To solve this problem we will apply the concepts related to the kinematic equations of linear motion. Punctually we will verify the vertical displacement and the horizontal displacement from their respective components. We will start by calculating the time it took to reach the objective and later with that time, we will find the horizontal velocity launch component.
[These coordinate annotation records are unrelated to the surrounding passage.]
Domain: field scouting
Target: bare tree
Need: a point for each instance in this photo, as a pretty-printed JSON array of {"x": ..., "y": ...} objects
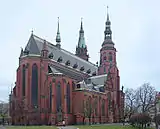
[
  {"x": 89, "y": 108},
  {"x": 130, "y": 103},
  {"x": 3, "y": 111},
  {"x": 140, "y": 100},
  {"x": 145, "y": 97}
]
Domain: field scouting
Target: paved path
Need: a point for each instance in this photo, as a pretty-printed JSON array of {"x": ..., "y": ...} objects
[
  {"x": 2, "y": 127},
  {"x": 67, "y": 127}
]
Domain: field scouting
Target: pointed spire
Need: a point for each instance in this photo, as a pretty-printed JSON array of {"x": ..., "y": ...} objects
[
  {"x": 107, "y": 14},
  {"x": 44, "y": 52},
  {"x": 108, "y": 32},
  {"x": 81, "y": 29},
  {"x": 81, "y": 42},
  {"x": 21, "y": 54},
  {"x": 58, "y": 38},
  {"x": 44, "y": 45}
]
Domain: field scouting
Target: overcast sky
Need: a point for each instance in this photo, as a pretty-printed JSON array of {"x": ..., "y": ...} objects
[{"x": 135, "y": 26}]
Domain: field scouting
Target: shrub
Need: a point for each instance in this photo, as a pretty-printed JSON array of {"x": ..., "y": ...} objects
[{"x": 140, "y": 119}]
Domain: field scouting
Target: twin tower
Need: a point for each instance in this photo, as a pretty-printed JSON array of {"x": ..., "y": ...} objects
[{"x": 107, "y": 51}]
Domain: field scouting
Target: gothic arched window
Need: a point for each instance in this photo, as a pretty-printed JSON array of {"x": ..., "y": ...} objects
[
  {"x": 34, "y": 85},
  {"x": 95, "y": 104},
  {"x": 50, "y": 89},
  {"x": 103, "y": 107},
  {"x": 23, "y": 80},
  {"x": 58, "y": 96},
  {"x": 104, "y": 69},
  {"x": 68, "y": 98},
  {"x": 110, "y": 56},
  {"x": 73, "y": 85},
  {"x": 101, "y": 59},
  {"x": 109, "y": 100}
]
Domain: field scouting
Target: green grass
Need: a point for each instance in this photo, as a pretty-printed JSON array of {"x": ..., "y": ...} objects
[
  {"x": 31, "y": 127},
  {"x": 106, "y": 127}
]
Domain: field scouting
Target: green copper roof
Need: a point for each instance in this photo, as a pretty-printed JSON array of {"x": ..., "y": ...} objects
[
  {"x": 81, "y": 42},
  {"x": 58, "y": 37}
]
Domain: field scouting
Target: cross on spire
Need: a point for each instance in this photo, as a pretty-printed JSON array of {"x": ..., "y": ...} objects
[{"x": 107, "y": 14}]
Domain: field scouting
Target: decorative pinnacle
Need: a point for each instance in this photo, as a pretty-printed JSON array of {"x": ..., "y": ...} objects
[
  {"x": 32, "y": 31},
  {"x": 58, "y": 38},
  {"x": 81, "y": 29},
  {"x": 107, "y": 14}
]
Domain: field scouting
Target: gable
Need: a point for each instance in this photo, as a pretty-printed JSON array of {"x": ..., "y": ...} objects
[{"x": 35, "y": 46}]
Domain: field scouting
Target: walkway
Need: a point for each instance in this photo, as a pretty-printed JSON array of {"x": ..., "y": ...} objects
[
  {"x": 67, "y": 127},
  {"x": 2, "y": 127}
]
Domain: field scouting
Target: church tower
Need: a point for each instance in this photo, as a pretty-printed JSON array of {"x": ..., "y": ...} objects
[
  {"x": 58, "y": 37},
  {"x": 81, "y": 49},
  {"x": 108, "y": 51}
]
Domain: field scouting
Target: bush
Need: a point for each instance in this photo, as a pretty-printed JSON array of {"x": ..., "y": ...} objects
[
  {"x": 140, "y": 120},
  {"x": 157, "y": 119}
]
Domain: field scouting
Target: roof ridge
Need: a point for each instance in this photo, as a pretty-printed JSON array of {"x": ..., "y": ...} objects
[{"x": 65, "y": 50}]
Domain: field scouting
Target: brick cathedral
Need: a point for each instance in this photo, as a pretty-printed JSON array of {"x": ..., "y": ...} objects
[{"x": 54, "y": 84}]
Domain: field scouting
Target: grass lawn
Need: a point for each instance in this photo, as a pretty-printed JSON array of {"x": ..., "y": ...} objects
[
  {"x": 106, "y": 127},
  {"x": 31, "y": 127}
]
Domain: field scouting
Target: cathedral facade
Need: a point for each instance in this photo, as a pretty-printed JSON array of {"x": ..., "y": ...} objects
[{"x": 54, "y": 84}]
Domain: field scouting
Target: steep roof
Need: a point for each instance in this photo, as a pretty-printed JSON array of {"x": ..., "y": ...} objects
[{"x": 35, "y": 45}]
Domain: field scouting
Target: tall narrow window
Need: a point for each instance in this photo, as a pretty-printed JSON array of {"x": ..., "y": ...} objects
[
  {"x": 58, "y": 96},
  {"x": 68, "y": 98},
  {"x": 103, "y": 107},
  {"x": 50, "y": 86},
  {"x": 34, "y": 86},
  {"x": 95, "y": 104},
  {"x": 104, "y": 69},
  {"x": 110, "y": 56},
  {"x": 23, "y": 80},
  {"x": 109, "y": 100}
]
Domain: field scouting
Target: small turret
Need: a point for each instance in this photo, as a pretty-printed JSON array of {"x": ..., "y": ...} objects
[
  {"x": 44, "y": 52},
  {"x": 58, "y": 37},
  {"x": 81, "y": 49}
]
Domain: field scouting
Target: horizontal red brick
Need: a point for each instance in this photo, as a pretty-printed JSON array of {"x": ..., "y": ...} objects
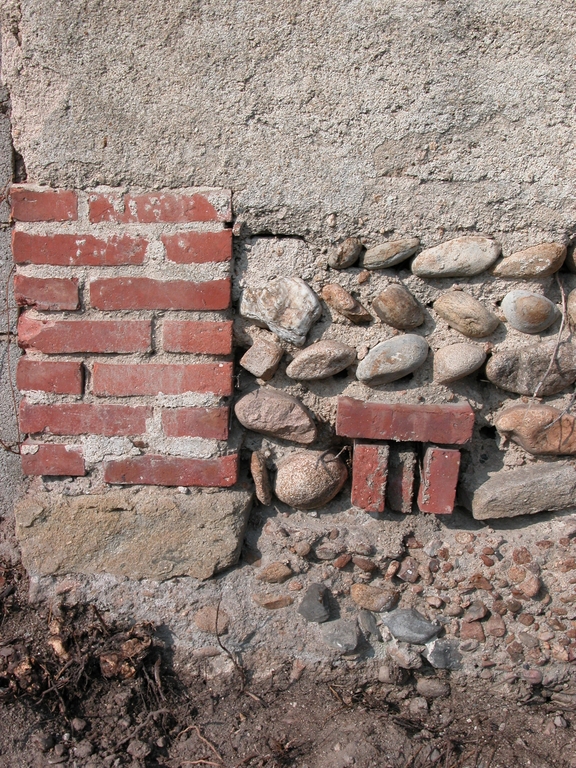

The position can be written as,
[tex]h= v_{0y}t+\frac{1}{2}a_yt^2[/tex]
Here,
h = Height
[tex]v_{0y}[/tex]= Initial velocity in vertical direction
[tex]a_{y}[/tex] = Vertical acceleration (At this case, due to gravity)
[tex]t[/tex] = Time
There is not vertical velocity because the ball was thrown horizontally), then we have that
[tex]6= (0)t+\frac{1}{2}(9.8)t^2[/tex]
[tex]t = 1.1065s[/tex]
Now using the equation of horizontal motion we have with this time that the initial velocity was,
[tex]x = v_{ox}t+\frac{1}{2}a_xt^2[/tex]
Here,
[tex]v_{0x}[/tex]= Horizontal initial velocity
[tex]t[/tex] = Time
[tex]a_x[/tex] = Acceleration in horizontal plane
There is not acceleration in horizontal plane, only in vertical plane, then we have
[tex]25= v_{0x}(1.1065)+\frac{1}{2}(0)(1.1065)^2[/tex]
[tex]v_{0x} = 22.5938m/s[/tex]
Therefore the pitching speed is 22.5938m/s